Dans le centre d’Alger, un rassemblement de manifestants s’est formé près de la place Audin. Un commerçant baisse son rideau : « Pour un rien, ils peuvent casser la vitrine, je ne prends pas de risque, explique-t-il. Mais vendredi [jour de week-end en Algérie], j’irai manifester aussi. Je le fais pour mes enfants. » Une vieille dame passe, drapeau épinglé sur la poitrine. Le commerçant sourit : « Tout le monde en a marre, mais je ne pense pas que [les autorités] céderont. En tout cas, si ce n’est pas demain, ce sera dans deux mois. Ou plus tard. Mais on a fait un grand pas. »

Quelques mètres plus loin, Salim, 34 ans, surveille d’un œil inquiet l’évolution de la situation.
Plusieurs militants des droits humains viennent d’être arrêtés par la police. « Jeudi soir,
je prends la route pour Tizi-Ouzou
[en Kabylie]. Vendredi, j’irai manifester chez moi », dit-il.

Près de l’université de Bab Ezzouar, à l’est, mais aussi dans le quartier de Bir Mourad Rais, au sud d’Alger, plusieurs dizaines d’étudiants ont été interpellés. Yasmina, enseignante, s’emporte : « C’est un scandale. Ce n’est pas normal de se faire matraquer pour tout et pour rien ! »

Face à face entre un étudiant et un policier durant la manifestation étudiante contre la candidature d’Abdelaziz Bouteflika aux élections présidentielles, à Alger, le 26 février. / RYAD KRAMDI / AFP

Six heures de mobilisation

D’autres manifestations ont eu lieu dans tout le pays : à Oran, Tlemcen, Mostaganem, Tiaret, Batna, Bouira, Tizi-Ouzou, Annaba, Constantine, ou encore Ouargla et Tamanrasset, sans heurts. Pour la première fois depuis le début des manifestations, la radio et la télévision nationales ont mentionné les rassemblements. « Ce n’est pas normal, ce qu’il s’est passé vendredi, rappelle Walid, étudiant en communication. Les Algériens qui n’étaient pas aux manifestations n’ont pas pu voir les images des manifestations à la télévision.

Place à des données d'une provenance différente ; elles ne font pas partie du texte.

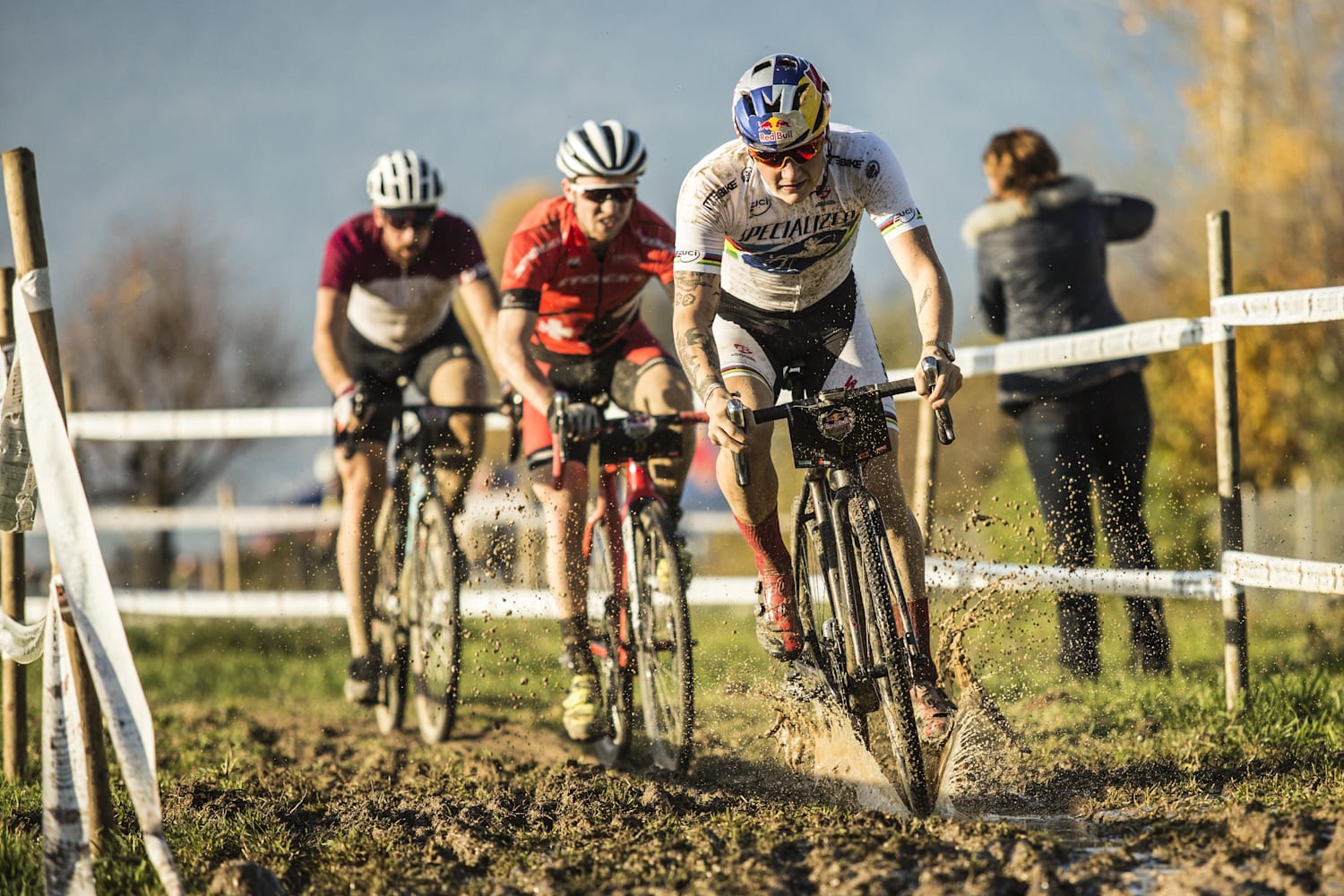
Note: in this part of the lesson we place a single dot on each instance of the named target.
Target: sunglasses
(599, 195)
(403, 218)
(806, 152)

Et comme Internet était ralenti, ils n’avaient pas non plus accès aux réseaux sociaux. »

Dans l’après-midi, l’ancien premier ministre et directeur de campagne d’Abdelaziz Bouteflika, Abdelmalek Sellal, a annoncé que le chef de l’Etat déposerait son dossier de candidature auprès du Conseil constitutionnel le 3 mars, date butoir de dépôt des dossiers pour les candidats à la présidentielle.

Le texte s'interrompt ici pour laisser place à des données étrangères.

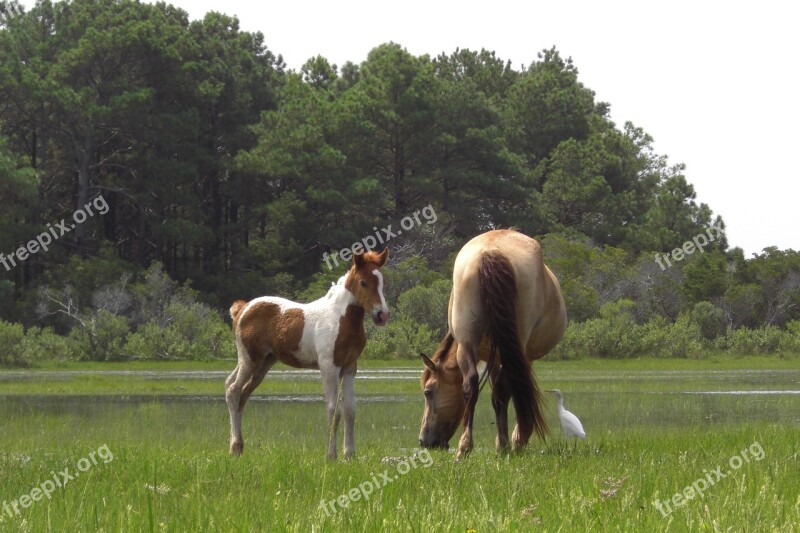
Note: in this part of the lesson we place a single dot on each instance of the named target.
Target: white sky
(712, 82)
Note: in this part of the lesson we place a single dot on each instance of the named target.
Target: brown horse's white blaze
(505, 309)
(327, 334)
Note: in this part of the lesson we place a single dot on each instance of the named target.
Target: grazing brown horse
(504, 302)
(326, 334)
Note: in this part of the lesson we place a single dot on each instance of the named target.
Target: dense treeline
(209, 162)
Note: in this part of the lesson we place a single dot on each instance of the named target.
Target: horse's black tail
(499, 296)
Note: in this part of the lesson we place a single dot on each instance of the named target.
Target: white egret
(569, 422)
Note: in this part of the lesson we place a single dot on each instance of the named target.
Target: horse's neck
(336, 301)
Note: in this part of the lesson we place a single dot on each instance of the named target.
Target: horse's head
(444, 402)
(365, 281)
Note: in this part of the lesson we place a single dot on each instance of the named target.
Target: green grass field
(654, 429)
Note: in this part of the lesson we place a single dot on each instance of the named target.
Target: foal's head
(365, 281)
(444, 397)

Sur la rue Didouche-Mourad, artère principale du centre-ville, la journée est bien avancée ce 26 février, le cortège a grossi et rassemble désormais plus de 2 000 jeunes. Les forces de l’ordre bloquent les étudiants près du quartier du Sacré-Cœur, où certains lancent des projectiles. Les forces de l’ordre ripostent avec du gaz lacrymogène. Après presque 6 heures de mobilisation, Houda quitte le cortège pour rentrer chez elle, provisoirement. « On sera là vendredi ! », lance-t-elle.